Welfare aziendale: sembra positivo ma è oneroso e discriminatorio
Negli ultimi anni, si sta diffondendo nell’ambito dei rinnovi contrattuali nazionali e aziendali la tendenza ad istituire il cosiddetto “welfare aziendale”. Di che cosa si tratti è presto detto: poiché è ormai palesemente noto – e vissuto quotidianamente – il fatto che il sistema sanitario pubblico non riesca più a dare le prestazioni per cui è stato istituito (e finanziato, dai contribuenti, tramite lo Stato e le Regioni), si è pensato di coprire questa carenza accollando al datore di lavoro il costo di una copertura assicurativa privata a favore dei suoi dipendenti, al fine di far loro avere tempestivamente le cure che si rendessero necessarie.
La cosa è stata accolta con molto interesse dai sindacati e dai lavoratori interessati, perché così si sentono sicuri di avere la possibilità di curare la propria salute (e quella dei suoi familiari, ove la prestazione sia estesa anche a loro) quando occorra, senza lungaggini e liste di attesa. Recentemente, con il contratto nazionale dei metalmeccanici, è stata istituita la copertura sanitaria integrativa per tutti i lavoratori interessati a quel contratto in modo automatico (ovvero non è richiesta la loro adesione individuale, come avviene in altri contratti).
Indubbiamente, visto sotto questa angolazione, questa tendenza è certamente positiva perché interviene sul principale aspetto della vita umana, la salvaguardia della propria integrità fisica. Però c’è anche un aspetto che non viene preso in considerazione: il costo, chi lo paga?
Nessuno può seriamente pensare che il datore di lavoro che accetta di sottoscrivere questo impegno lo faccia accollando la spesa (che ovviamente c’è) all’impresa, facendo così lievitare il costo del lavoro. Nella realtà, quella spesa si sostiene rinunciando agli aumenti periodici delle retribuzioni che pur sarebbero dovuti sia per mantenere inalterato il loro potere di acquisto sia per redistribuire ai lavoratori una parte dei guadagni derivanti dalla maggiore produttività e dagli utili dell’azienda o del settore economico. Insomma, in altri termini il lavoratore si paga da solo la copertura integrativa sanitaria che è costretto a darsi, tramite il contratto di categoria od aziendale: una spesa che avrebbe potuto evitare se il servizio sanitario nazionale funzionasse come dovrebbe (e com’è prescritto dalla Costituzione all’art. 32), e che avrebbe potuto destinare a migliorare la sua qualità di vita, a fare acquisti che possono anche rilanciare gli scambi.

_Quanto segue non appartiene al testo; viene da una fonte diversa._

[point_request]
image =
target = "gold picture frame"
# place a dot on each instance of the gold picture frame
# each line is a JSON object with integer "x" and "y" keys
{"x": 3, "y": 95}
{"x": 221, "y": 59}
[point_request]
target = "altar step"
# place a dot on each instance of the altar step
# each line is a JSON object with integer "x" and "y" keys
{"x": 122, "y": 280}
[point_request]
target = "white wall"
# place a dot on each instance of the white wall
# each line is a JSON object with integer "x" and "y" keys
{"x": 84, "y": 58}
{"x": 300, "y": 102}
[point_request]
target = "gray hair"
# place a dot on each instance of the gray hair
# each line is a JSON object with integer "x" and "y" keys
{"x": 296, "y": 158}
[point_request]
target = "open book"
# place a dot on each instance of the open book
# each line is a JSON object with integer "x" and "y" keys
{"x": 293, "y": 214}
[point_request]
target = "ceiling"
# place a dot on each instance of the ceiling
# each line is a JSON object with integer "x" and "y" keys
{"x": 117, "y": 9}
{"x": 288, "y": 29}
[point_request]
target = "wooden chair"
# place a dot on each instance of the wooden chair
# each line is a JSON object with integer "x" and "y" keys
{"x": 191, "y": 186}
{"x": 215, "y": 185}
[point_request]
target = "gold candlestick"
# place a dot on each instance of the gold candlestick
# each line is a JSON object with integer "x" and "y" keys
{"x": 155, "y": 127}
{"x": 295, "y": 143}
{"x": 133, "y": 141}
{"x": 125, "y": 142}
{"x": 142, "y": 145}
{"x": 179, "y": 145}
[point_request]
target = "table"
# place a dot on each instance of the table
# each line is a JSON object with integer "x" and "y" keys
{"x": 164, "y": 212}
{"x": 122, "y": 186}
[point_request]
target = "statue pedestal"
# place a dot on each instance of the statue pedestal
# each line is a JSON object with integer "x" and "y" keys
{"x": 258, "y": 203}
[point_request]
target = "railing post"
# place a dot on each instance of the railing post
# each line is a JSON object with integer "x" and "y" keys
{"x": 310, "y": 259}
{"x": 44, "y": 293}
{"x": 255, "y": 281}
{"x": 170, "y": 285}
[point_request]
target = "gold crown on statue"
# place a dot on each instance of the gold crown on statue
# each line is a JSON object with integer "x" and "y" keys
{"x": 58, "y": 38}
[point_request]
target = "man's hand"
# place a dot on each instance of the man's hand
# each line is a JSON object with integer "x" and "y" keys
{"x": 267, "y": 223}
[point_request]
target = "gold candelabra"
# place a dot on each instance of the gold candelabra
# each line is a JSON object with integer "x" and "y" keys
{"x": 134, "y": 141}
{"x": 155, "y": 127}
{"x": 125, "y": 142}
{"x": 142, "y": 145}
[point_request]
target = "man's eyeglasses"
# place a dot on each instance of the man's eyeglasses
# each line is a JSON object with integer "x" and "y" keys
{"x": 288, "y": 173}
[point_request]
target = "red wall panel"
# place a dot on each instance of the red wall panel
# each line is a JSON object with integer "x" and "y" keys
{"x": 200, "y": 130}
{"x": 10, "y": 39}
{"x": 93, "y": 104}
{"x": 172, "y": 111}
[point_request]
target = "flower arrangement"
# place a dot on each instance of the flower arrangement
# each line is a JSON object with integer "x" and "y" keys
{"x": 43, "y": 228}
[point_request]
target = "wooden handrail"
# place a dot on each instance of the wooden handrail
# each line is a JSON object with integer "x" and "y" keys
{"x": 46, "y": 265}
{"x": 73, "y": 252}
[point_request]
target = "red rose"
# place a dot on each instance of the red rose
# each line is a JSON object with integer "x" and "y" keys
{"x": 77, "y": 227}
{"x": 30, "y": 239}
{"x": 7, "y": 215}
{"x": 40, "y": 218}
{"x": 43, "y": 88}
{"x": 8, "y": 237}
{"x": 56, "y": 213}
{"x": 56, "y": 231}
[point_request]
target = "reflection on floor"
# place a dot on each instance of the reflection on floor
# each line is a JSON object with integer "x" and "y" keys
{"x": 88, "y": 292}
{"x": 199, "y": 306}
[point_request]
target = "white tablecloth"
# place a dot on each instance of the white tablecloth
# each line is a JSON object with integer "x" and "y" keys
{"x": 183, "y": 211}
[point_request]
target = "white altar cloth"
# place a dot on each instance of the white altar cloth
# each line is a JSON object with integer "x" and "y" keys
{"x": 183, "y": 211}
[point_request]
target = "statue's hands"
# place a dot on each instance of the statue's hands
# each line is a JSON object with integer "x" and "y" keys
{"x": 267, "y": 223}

Ricordiamo che la stessa cosa già avviene – da tredici anni – con la previdenza complementare per integrare la pensione dell’INPS, il cui costo è pagato dai datori di lavoro e dai lavoratori, i quali per di più sono obbligati (ove aderiscano: in questo caso l’adesione è volontaria) a conferire anche la quota annuale della liquidazione (il “trattamento di fine rapporto”).
Vi è un’altra considerazione da fare, oltre al costo. Poiché non tutti i settori e non tutte le aziende hanno la capacità economica, o la volontà, di stipulare queste coperture integrative, con il passare degli anni si realizzerà in Italia una discriminazione tra lavoratori maggiormente protetti (anche a loro spese) e lavoratori affidati alle scarse tutele di uno “Stato sociale” in progressiva liquidazione. Si pensi in particolare a tutta l’enorme massa dei lavoratori dipendenti dalle piccole imprese, soprattutto nel terziario, e i lavoratori con contratti temporanei che sono costretti a cambiare continuamente lavoro e settore di attività.
Si realizzerà cioè il sistema esistente nello Stato liberal-capitalista per eccellenza, ossia gli USA, dove solo chi ha denaro può farsi assicurazioni sulla malattia e sulla pensione: gli altri, devono contare sulla fortuna di non ammalarsi o su proventi straordinari per una vecchiaia serena.
Questo, in effetti, è il traguardo che occultamente si sono posti i governi liberal-europei che ci hanno amministrato finora, a tutto vantaggio delle lobby assicurative e bancarie che li impongono al popolo.
Ma viene fatto in modo del tutto inavvertito, anzi visto in modo positivo, non valutando gli effetti indotti nel futuro, che qui abbiamo cercato di esporre.